II. RENOUER AVEC L'AMBITION INITIALE DU PROJET DE LOI
La commission regrette que le projet de loi soit centré uniquement sur les établissements de recherche rattachés au ministère de la recherche (A). Elle plaide pour un renforcement de l'ambition budgétaire portée par cette loi (B).
A. LE GOUVERNEMENT RENONCE À PRÉSENTER UNE STRATÉGIE GLOBALE ET COHÉRENTE N'ABORDANT PAS UN GRAND NOMBRE DE DISPOSITIFS PUBLICS DE FINANCEMENT DE LA R&D EN FRANCE
De nombreux éléments de financement public de la R&D ne sont pas abordés, de telle sorte qu'il ne s'agit pas de la loi « recherche et innovation » du quinquennat, mais bien de la loi « recherche » du ministère de l'enseignement supérieur, de la recherche et de l'innovation.
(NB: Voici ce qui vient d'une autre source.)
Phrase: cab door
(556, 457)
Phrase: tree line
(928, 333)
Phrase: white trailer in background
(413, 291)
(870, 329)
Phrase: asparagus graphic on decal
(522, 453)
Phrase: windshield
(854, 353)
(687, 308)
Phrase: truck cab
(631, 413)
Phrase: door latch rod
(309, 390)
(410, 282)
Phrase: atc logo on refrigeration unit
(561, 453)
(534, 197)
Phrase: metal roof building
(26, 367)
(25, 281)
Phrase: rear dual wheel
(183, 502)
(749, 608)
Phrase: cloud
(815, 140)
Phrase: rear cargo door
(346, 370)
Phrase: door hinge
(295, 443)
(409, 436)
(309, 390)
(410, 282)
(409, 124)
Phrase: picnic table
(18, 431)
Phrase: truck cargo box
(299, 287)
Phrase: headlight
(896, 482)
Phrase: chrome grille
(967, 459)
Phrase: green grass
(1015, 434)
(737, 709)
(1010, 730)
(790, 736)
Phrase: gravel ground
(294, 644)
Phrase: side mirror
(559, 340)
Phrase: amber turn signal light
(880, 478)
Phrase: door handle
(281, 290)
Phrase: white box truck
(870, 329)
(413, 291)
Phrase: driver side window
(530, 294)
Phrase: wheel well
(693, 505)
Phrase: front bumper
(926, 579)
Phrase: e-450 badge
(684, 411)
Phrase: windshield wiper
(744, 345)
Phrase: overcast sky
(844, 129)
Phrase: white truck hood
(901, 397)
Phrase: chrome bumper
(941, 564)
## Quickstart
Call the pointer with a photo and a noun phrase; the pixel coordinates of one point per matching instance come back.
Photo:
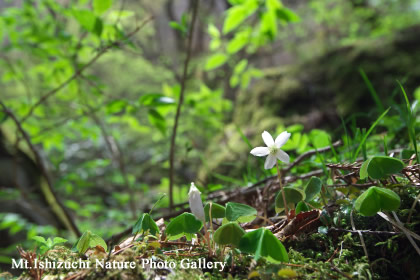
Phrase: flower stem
(282, 191)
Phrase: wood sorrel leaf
(229, 234)
(374, 199)
(240, 212)
(312, 188)
(217, 211)
(301, 207)
(185, 224)
(262, 243)
(293, 195)
(89, 240)
(380, 167)
(145, 223)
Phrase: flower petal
(196, 204)
(260, 151)
(270, 161)
(281, 155)
(268, 139)
(282, 139)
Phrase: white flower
(196, 205)
(273, 149)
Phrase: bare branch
(181, 100)
(80, 71)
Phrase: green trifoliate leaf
(240, 212)
(262, 243)
(376, 199)
(229, 234)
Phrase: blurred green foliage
(105, 130)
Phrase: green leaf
(240, 212)
(215, 61)
(237, 14)
(239, 41)
(287, 15)
(376, 199)
(89, 240)
(58, 240)
(312, 188)
(213, 31)
(229, 234)
(293, 195)
(319, 138)
(217, 211)
(363, 169)
(157, 120)
(88, 21)
(145, 223)
(380, 167)
(262, 243)
(323, 229)
(241, 66)
(301, 207)
(155, 100)
(184, 224)
(116, 106)
(40, 239)
(101, 6)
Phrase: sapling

Il n'y a donc aucune vision globale du pourtant nécessaire continuum entre recherche fondamentale et innovation.
Le Gouvernement manque ici une occasion d'impulser un grand chantier pour en finir avec le morcellement des politiques de recherche et développement. Il fournit une information lacunaire au Parlement, aux citoyens et aux principaux destinataires de la loi, qui sont contraints à un jeu d'addition de l'ensemble des dispositifs et se heurtent à une complexité accrue du fait de leur portage par des instances différentes et de leur pilotage selon des modalités diverses.
1. Le plan de relance, alibi de l'attrition des crédits budgétaires affectés à la R&D soutenue par le ministère de l'économie, des finances et de la relance et par le ministère de la transition écologique ?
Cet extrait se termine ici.